In October, at the Inter-Parliamentary Union Assembly in Belgrade, Serbia, legislators from 140 countries adopted a comprehensive resolution on UHC, committing to leverage the power of parliaments to translate political commitment into laws, policies, programmes, and results.4

This level of partnership and cooperation is essential, and it’s what the world is asking for.

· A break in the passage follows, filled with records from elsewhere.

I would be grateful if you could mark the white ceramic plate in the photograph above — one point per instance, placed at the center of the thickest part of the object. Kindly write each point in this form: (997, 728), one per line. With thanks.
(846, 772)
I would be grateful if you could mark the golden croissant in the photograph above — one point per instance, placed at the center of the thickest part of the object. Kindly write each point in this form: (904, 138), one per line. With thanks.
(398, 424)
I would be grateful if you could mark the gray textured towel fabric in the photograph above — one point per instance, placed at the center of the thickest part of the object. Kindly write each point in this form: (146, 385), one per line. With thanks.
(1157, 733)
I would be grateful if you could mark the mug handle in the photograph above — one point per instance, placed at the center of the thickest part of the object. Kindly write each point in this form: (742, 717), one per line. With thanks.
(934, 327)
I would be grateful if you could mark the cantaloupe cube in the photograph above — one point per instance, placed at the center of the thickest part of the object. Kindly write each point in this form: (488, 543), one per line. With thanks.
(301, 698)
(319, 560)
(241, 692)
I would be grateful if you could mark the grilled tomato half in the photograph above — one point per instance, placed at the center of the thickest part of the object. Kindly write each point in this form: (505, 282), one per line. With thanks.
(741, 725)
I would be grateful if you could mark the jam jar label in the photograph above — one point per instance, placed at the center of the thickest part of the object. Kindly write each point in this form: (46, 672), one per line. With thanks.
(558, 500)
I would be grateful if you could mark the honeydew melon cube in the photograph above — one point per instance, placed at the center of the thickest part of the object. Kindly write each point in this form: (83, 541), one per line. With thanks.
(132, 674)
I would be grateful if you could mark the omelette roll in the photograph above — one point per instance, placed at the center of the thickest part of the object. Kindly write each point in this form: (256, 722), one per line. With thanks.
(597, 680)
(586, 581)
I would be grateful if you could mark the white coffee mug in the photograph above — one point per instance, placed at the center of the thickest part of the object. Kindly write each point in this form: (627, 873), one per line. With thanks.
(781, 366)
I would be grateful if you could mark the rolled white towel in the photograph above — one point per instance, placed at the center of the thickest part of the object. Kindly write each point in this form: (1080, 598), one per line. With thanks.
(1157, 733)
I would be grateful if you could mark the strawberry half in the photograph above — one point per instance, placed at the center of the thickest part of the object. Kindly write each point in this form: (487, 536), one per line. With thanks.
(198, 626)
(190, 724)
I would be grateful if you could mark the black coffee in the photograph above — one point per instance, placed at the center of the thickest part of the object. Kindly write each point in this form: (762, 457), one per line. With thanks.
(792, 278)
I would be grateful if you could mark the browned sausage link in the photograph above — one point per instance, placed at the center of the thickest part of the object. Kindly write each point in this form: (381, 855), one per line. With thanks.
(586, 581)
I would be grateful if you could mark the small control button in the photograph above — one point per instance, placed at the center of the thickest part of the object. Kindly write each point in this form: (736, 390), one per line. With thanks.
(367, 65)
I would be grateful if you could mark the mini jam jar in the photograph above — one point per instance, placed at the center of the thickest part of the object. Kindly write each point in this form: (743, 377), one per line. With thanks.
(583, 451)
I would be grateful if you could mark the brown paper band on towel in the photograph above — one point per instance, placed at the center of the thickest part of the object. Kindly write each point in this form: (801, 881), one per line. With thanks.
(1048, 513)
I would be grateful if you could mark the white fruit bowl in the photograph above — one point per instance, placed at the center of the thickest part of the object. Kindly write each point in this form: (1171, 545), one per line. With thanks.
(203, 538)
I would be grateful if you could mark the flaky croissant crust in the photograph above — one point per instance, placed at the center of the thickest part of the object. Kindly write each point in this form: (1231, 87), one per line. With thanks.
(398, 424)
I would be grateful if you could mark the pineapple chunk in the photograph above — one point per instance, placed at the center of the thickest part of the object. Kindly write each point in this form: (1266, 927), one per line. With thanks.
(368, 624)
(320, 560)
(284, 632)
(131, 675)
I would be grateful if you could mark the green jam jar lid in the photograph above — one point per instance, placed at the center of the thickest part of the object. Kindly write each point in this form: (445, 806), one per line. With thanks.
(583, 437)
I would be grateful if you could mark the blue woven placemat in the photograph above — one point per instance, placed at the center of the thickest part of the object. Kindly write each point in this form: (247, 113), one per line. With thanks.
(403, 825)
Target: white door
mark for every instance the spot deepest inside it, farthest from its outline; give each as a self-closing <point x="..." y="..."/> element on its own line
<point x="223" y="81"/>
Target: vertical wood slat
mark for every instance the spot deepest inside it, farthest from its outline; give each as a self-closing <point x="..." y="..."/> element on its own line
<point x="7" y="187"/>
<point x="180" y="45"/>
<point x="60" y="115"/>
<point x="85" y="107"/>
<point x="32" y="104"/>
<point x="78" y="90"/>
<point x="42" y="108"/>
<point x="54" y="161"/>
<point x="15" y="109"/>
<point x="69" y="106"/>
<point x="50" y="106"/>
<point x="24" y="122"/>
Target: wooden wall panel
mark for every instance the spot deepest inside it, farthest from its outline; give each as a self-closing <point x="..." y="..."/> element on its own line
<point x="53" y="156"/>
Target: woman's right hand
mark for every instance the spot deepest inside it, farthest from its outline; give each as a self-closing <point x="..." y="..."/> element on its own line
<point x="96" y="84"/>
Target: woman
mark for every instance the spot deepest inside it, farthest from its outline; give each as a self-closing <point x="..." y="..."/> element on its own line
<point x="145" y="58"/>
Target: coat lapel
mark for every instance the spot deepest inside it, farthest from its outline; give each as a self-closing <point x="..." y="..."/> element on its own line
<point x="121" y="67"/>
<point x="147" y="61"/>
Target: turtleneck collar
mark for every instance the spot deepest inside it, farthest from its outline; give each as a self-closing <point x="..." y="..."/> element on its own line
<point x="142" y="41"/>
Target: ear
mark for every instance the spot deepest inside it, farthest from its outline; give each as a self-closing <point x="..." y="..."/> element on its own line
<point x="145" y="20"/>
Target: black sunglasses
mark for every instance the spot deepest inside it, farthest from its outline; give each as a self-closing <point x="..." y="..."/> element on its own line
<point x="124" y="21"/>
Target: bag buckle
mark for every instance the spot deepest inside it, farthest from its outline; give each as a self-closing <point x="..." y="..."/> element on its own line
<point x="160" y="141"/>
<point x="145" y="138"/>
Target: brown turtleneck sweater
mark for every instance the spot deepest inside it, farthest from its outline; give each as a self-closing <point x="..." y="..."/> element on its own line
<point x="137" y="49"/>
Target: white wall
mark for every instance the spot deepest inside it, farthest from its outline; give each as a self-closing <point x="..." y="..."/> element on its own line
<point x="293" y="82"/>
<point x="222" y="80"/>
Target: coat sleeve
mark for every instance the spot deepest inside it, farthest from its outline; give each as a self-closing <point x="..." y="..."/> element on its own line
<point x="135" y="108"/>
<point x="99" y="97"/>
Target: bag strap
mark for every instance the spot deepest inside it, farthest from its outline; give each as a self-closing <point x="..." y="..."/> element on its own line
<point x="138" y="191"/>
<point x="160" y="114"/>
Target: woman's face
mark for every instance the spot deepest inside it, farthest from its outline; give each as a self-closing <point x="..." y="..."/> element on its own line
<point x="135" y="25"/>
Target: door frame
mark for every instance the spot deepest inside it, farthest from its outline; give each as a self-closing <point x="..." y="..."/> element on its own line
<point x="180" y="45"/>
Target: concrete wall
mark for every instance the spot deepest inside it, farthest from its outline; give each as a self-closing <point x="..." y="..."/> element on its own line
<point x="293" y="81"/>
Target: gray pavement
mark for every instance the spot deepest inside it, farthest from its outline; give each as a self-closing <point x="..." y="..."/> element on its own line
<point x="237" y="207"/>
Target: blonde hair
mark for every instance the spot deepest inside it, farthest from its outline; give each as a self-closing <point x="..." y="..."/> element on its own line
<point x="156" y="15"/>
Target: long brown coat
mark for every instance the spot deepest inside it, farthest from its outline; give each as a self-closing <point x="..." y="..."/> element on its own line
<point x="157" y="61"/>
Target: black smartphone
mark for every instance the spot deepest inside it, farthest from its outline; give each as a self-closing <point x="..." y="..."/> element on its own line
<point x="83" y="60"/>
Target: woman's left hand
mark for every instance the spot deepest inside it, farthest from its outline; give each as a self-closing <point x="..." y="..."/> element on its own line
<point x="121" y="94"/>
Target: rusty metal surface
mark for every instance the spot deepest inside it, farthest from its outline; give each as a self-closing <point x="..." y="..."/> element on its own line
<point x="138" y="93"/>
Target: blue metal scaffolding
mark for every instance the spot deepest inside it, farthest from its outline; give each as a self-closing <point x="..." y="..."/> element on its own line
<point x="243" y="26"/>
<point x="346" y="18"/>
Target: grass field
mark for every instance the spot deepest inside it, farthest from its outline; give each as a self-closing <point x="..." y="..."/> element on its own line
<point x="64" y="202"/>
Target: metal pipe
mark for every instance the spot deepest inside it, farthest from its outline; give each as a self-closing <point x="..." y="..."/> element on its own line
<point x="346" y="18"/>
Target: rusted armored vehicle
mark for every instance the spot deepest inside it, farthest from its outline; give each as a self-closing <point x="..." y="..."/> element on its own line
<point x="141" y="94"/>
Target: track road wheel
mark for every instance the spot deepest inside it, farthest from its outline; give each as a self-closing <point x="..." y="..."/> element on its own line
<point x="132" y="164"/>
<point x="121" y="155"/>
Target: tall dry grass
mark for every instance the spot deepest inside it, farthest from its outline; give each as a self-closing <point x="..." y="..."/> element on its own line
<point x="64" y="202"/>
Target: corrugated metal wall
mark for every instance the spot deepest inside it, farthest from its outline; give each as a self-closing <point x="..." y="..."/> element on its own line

When you are building a house, you can’t start to construct the walls before you have laid the foundations. Ensuring that everyone can access affordable healthcare, right in the heart of their communities, is the foundation for everything else we are trying to achieve in WHO. Seeing the increase in political commitment to UHC as a result of WHO’s shift in focus has been immensely rewarding. WHO supports countries through strategic policy dialogue, reliable evidence based advice, assistance in navigating digital health, and guidance on investing in more skilled health workers where they are needed most.

All countries at all income levels can make progress with the resources they already have. We also need to help countries see that health spending is not a cost, it’s an investment.

Every country has a different path to UHC, which depends on many factors, from the state of the health system to the political, economic, social, and cultural context. Some countries are just starting down that path and others already have high performing health systems. WHO’s role is to help countries find the path that’s right for them and develop and implement UHC plans. Health systems in all countries have room to grow and change, and these systems should be developed to evolve along with emerging disease trends, emergencies, and changing health challenges.

But the one thing I believe should be the same in every country is that primary healthcare must be the bedrock of UHC, with an emphasis on promoting health and preventing disease. Giving people the tools they need to stay healthy and get well quickly when they have small health problems keeps them out of hospitals and reduces the strain on the health system.

Good quality primary care has been linked to increased access to services, better recognition of problems and accurate diagnosis, a reduction in avoidable hospitalisation, better health outcomes, reduced inequalities, lower suicide rates, and higher life expectancy.5

But many countries have not designed their health systems in a way that supports and prioritises primary healthcare. In addition, disease prevention and health promotion are often under-resourced compared with curative care.6

Seeing the benefits of UHC around the world over the years and then working to reinvent Ethiopia’s health system fuelled my passion for achieving health for all. Having an opportunity not only to spread the health for all message, but also to help all countries to make that goal a reality, is humbling and inspiring.

I am optimistic. One of the fundamental truths of global health is that health is a political choice. There are so many highly skilled, hard working health workers around the world, and so many policy makers with their hearts in the right place. But without political will at the highest level, UHC will remain just a goal for many countries.


  • Conflict of interests: I have read and understood BMJ policy on declaration of interests and have no relevant interests to declare.